Annie Genevard, qui présidait jusqu’à présent la commission nationale d’investiture (CNI) chargée de désigner les candidats LR pour les municipales de mars prochain, a justifié son choix sur le réseau social X : « Je demeure pleinement fidèle à mon parti et à mes convictions, comme je l’ai toujours été ». Philippe Tabarot a, pour sa part, expliqué dans une lettre aux sénateurs qu’il se considérait « cohérent avec la position qui était celle des Républicains jusqu’au 5 octobre dernier ».

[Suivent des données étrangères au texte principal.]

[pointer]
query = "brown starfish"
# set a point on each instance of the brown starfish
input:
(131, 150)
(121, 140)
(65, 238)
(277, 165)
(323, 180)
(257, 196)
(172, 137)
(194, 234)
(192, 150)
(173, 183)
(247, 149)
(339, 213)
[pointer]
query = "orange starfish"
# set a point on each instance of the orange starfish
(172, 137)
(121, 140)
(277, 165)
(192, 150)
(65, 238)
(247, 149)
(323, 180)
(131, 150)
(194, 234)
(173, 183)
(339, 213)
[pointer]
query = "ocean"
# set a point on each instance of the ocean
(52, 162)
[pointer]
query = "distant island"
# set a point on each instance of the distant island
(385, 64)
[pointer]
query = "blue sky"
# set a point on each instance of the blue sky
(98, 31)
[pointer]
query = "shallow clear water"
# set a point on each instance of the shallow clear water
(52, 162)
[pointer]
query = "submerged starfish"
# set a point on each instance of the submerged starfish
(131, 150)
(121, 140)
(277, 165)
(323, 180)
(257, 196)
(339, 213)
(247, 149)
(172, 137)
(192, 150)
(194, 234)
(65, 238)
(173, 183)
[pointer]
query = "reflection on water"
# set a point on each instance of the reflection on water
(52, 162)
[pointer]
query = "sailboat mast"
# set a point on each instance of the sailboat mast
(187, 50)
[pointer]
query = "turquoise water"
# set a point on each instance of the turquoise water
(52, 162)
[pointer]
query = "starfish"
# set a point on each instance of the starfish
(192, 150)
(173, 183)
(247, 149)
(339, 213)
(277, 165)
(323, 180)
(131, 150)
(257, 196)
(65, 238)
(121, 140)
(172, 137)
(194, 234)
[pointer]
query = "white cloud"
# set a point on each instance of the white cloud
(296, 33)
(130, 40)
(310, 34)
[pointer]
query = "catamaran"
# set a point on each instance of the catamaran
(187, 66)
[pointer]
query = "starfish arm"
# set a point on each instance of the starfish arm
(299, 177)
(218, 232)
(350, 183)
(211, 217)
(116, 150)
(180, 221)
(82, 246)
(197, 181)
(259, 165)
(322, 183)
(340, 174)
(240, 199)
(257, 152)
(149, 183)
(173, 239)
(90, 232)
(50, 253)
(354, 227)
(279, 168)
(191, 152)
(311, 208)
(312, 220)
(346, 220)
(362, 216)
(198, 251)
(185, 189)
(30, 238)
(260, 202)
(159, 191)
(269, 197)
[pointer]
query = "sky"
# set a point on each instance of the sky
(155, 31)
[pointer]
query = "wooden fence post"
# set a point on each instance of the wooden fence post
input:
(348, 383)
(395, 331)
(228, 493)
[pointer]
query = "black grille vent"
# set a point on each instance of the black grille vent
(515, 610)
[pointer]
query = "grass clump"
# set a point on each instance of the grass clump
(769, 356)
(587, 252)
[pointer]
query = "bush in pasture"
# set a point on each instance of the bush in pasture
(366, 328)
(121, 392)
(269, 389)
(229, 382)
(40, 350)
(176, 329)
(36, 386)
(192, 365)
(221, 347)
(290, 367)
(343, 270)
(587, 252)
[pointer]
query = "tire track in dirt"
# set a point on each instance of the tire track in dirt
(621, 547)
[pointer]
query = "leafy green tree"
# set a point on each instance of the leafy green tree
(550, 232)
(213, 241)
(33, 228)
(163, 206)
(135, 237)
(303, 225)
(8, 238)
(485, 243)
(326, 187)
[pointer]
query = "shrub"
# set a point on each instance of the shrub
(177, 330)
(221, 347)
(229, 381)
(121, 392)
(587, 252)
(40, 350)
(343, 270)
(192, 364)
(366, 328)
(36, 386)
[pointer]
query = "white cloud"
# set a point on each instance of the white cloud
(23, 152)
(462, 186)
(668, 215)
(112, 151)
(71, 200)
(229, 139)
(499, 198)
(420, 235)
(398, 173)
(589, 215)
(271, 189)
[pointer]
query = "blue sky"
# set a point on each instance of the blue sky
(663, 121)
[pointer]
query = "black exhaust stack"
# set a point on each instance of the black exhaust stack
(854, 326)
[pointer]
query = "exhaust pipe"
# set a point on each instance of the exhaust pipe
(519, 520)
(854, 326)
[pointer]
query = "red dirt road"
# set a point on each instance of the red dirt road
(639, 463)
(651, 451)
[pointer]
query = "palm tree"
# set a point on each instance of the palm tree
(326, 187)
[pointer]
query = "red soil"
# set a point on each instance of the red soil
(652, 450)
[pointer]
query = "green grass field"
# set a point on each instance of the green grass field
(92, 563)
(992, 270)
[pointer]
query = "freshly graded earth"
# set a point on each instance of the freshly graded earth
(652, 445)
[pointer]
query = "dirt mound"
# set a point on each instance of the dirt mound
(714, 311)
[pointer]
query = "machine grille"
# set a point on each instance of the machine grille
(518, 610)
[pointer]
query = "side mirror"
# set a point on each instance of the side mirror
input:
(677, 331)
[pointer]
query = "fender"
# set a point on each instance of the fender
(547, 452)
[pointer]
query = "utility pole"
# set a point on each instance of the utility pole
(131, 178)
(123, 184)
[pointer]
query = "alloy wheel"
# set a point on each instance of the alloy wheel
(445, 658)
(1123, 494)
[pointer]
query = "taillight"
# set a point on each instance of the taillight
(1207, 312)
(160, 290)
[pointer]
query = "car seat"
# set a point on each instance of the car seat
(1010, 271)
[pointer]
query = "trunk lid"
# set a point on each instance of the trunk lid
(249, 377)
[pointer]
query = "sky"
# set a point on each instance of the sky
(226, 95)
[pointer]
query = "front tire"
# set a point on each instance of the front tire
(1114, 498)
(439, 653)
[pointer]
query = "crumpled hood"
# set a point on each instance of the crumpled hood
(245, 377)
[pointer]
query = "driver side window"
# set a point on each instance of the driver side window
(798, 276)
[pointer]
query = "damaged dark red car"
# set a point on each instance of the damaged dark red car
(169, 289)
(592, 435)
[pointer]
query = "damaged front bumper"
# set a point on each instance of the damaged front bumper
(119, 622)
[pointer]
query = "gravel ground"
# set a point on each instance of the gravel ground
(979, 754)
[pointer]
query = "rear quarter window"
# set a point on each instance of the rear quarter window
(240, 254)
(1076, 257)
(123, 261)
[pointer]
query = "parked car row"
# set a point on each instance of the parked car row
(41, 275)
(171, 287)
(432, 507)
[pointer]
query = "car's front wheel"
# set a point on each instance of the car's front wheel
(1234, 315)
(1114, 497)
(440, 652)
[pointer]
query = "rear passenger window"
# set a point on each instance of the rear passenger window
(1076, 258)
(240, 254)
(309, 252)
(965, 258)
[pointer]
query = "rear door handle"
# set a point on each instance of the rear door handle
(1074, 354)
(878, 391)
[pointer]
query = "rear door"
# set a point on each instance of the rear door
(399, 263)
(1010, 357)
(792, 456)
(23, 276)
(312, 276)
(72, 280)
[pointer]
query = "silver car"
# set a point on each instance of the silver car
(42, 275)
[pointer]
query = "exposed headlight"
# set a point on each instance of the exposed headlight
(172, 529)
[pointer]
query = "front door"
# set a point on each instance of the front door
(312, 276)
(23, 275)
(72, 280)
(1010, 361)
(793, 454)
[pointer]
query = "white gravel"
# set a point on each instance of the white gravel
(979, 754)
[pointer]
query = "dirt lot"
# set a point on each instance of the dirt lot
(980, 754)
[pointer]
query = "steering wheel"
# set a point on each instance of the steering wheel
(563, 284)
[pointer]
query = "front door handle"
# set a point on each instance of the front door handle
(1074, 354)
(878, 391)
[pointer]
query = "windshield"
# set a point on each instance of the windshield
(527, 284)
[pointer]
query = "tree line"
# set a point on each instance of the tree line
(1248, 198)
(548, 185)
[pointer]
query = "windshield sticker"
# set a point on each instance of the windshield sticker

Un clivage entre députés et sénateurs
La divergence met en évidence un clivage marqué entre les élus du groupe parlementaire à l’Assemblée et les sénateurs. Le bureau politique des Républicains — instance généralement acquise à Bruno Retailleau — avait pourtant voté, samedi, à une large majorité pour ne pas entrer au gouvernement, au terme d’une réunion qualifiée de houleuse par plusieurs participants.
Mais dans les rangs des députés, la volonté de participer au gouvernement paraissait plus répandue. Laurent Wauquiez, président du groupe des députés LR, a répété à plusieurs reprises ces derniers jours qu’une « large majorité » de son groupe soutenait la participation. Avec environ une cinquantaine d’élus, les députés LR occupent une position centrale à l’Assemblée nationale et constituent, avec le bloc macroniste, la deuxième composante du socle parlementaire de la majorité.
Cette dynamique s’explique en partie par le souvenir de la dissolution de 2024 : de nombreux députés LR ont conservé leur siège face au Rassemblement national dans des circonscriptions rurales grâce à leur implantation locale. Plusieurs d’entre eux estiment ne pas être redevables uniquement au parti — dont le nom n’apparaissait parfois pas sur les affiches électorales — et redoutent qu’une ligne d’opposition stricte ne facilite une nouvelle progression de l’extrême droite en cas d’élections législatives anticipées.
Enjeux internes et perspectives
La manœuvre de Sébastien Lecornu, qui avait reçu séparément Bruno Retailleau et Laurent Wauquiez à Matignon mardi, donne l’impression d’avoir exploité ces divisions internes. En invitant des représentants de différents courants, le chef du gouvernement semble avoir obtenu des signatures ministérielles capables de renforcer sa majorité parlementaire.
Pour Bruno Retailleau, élu largement à la tête du parti en mai avec quelque 75 % des voix, la situation pose un défi : tenter de rassembler un mouvement divisé entre une base sénatoriale attachée à une ligne d’autonomie et un groupe de députés plus enclin à la coopération gouvernementale. Son rappel à l’ordre n’a pas suffi à obtenir l’adhésion de tous.
Les décisions prises dans les prochains jours par les instances dirigeantes du parti devraient préciser le sort des élus concernés et la stratégie des Républicains en vue des scrutins à venir. Les tensions internes révèlent une partie des équilibres politiques actuels : la coexistence d’un leadership national affirmé et d’intérêts locaux puissants, parfois divergents.
Sans trancher l’avenir du parti, ces événements montrent que la recomposition des rapports de force internes est en cours, avec des implications directes pour la cohérence de l’action politique des Républicains au sein de la majorité parlementaire.